Introduction to Path Analysis Using Lavaan - Private-Projects237/Statistics GitHub Wiki
Overview
This wikipage will be introducing the topic of path analysis through lavaan. We will cover this topic in a lot of detail, beginning with simple regression, moving to multiple regression, and then using path analysis to create more complex models including mediation.
Part 1: Simple Regression
This next section is to illustrate that path analysis is basically an extension of regression- we can obtain the same estimates and most of the information that we generally could by just using lm(). First we will start by explaining the dataset, which we will use for this example and more up ahead. The dataset is three continuous variables (x, y, z). They have been programed through the mvrnorm()
function from the MASS package to have a set correlation with each other. To make these estimates true to what we programmed, a sample size of 5000 was chosen. Sample sizes less than 1000 risk deviating slightly from what we intended. Here is the code to generate the data.
Generating the data
# Load in packages
library(tidyverse)
library(MASS)
library(lavaan)
library(semPlot)
library(semptools)
# Set seed
set.seed(123)
# Set population parameters
mu <- c(50, 5, 100) # Realistic means for x, y, z
Sigma <- matrix(c(9, 3.6, 2.4,
3.6, 2.25, 0.75,
2.4, 0.75, 4 ), nrow = 3)
# Set sample size
n <- 5000
# Generate observations
data <- as.data.frame(mvrnorm(n, mu = mu, Sigma = Sigma))
# Name the columns
colnames(data) <- c("x", "y", "z")
Running Simple Regression Through Lavaan
Here we specify three models and run three models. Using Lavaan syntax, we write out the models in a character string and then run them through the sem() function. We can then obtain the summaries of these models to see what the estimated parameters are + other information about model fit. Since these models are just identified- there is no reason to investigate model fit indices.
# Specify the models
mod1_1 <- '
y ~ x
'
mod1_2 <- '
y ~ z
'
mod1_3 <- '
z ~ x
'
# Run the models
fit1_1 <- sem(mod1_1, data)
fit1_2 <- sem(mod1_2, data)
fit1_3 <- sem(mod1_3, data)
Visualizing the Relationships
We can easily visualize relationships by generating path diagrams. However, this does require a lot of code to make the final produce look visually pleasing. That is what this next section of code is presenting.

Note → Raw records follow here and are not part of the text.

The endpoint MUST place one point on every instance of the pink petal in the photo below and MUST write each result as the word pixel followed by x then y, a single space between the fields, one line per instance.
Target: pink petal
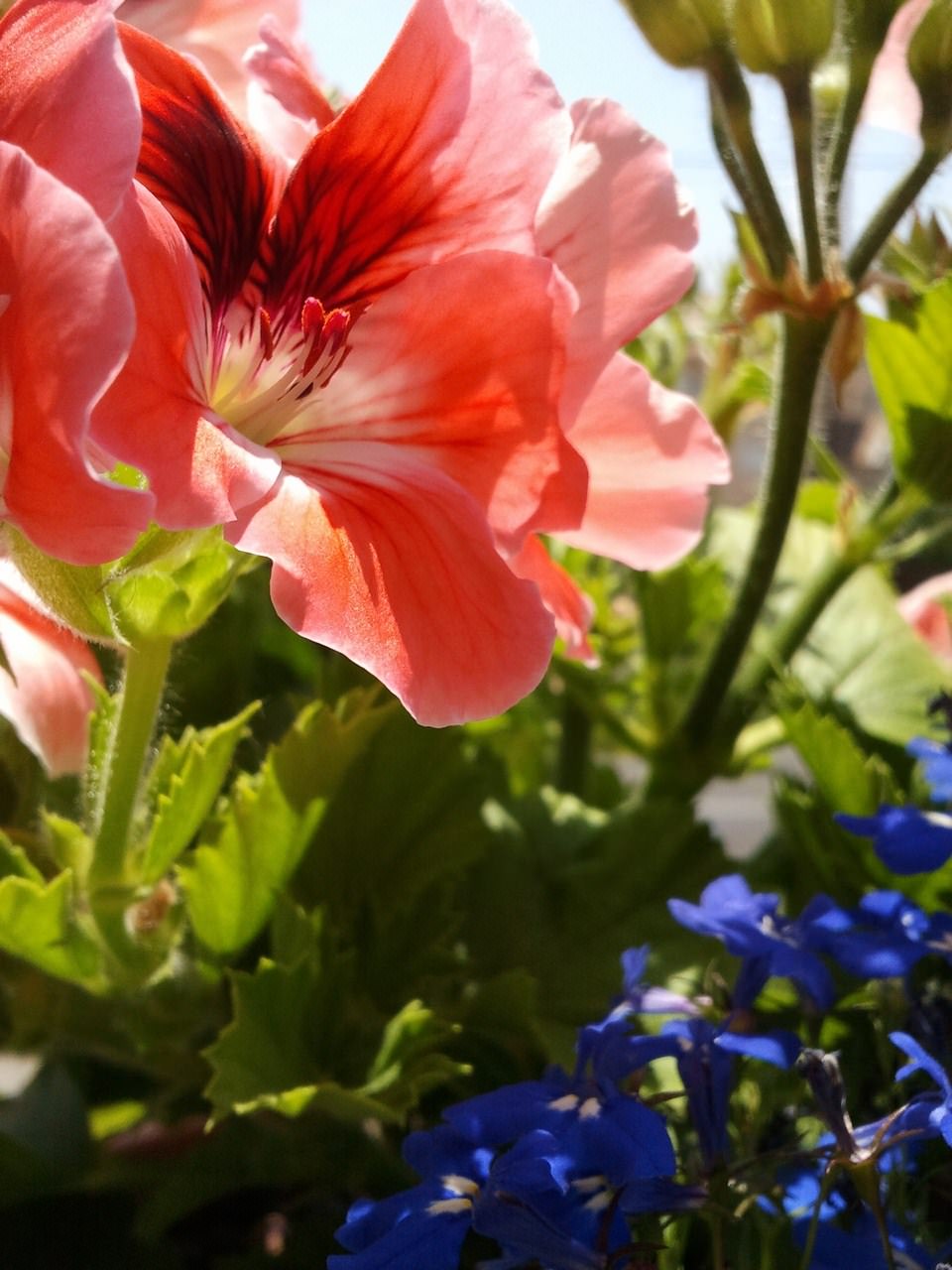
pixel 157 416
pixel 460 365
pixel 652 456
pixel 45 698
pixel 571 607
pixel 216 32
pixel 64 330
pixel 448 149
pixel 892 99
pixel 617 226
pixel 394 566
pixel 67 98
pixel 281 64
pixel 927 616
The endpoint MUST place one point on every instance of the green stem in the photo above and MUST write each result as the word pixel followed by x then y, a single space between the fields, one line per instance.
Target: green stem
pixel 730 91
pixel 141 697
pixel 890 212
pixel 800 111
pixel 574 751
pixel 885 517
pixel 801 356
pixel 838 154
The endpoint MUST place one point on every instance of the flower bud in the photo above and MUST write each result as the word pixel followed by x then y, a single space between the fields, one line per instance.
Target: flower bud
pixel 930 67
pixel 682 32
pixel 777 36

# View the standardized solutions on a path diagram
sr_list <- list(fit1.1 = fit1_1, fit1.2 = fit1_2, fit1.3 = fit1_3)
# Visualize the path diagrams
m_1 <- matrix(c(NA, NA, NA,
"x", NA, "y",
NA, NA, NA), byrow = TRUE, 3, 3)
m_2 <- matrix(c(NA, NA, NA,
"z", NA, "y",
NA, NA, NA), byrow = TRUE, 3, 3)
m_3 <- matrix(c(NA, NA, NA,
"x", NA, "z",
NA, NA, NA), byrow = TRUE, 3, 3)
# Save the matrices into a list
m_list <- list(m_1, m_2, m_3)
# Print out the path diagrams (standardized)
for(ii in 1:length(sr_list)) {
# Set plot margins explicitly
par(mar = c(10, 5, 6, 5)) # Increased bottom margin for title space (D L U R)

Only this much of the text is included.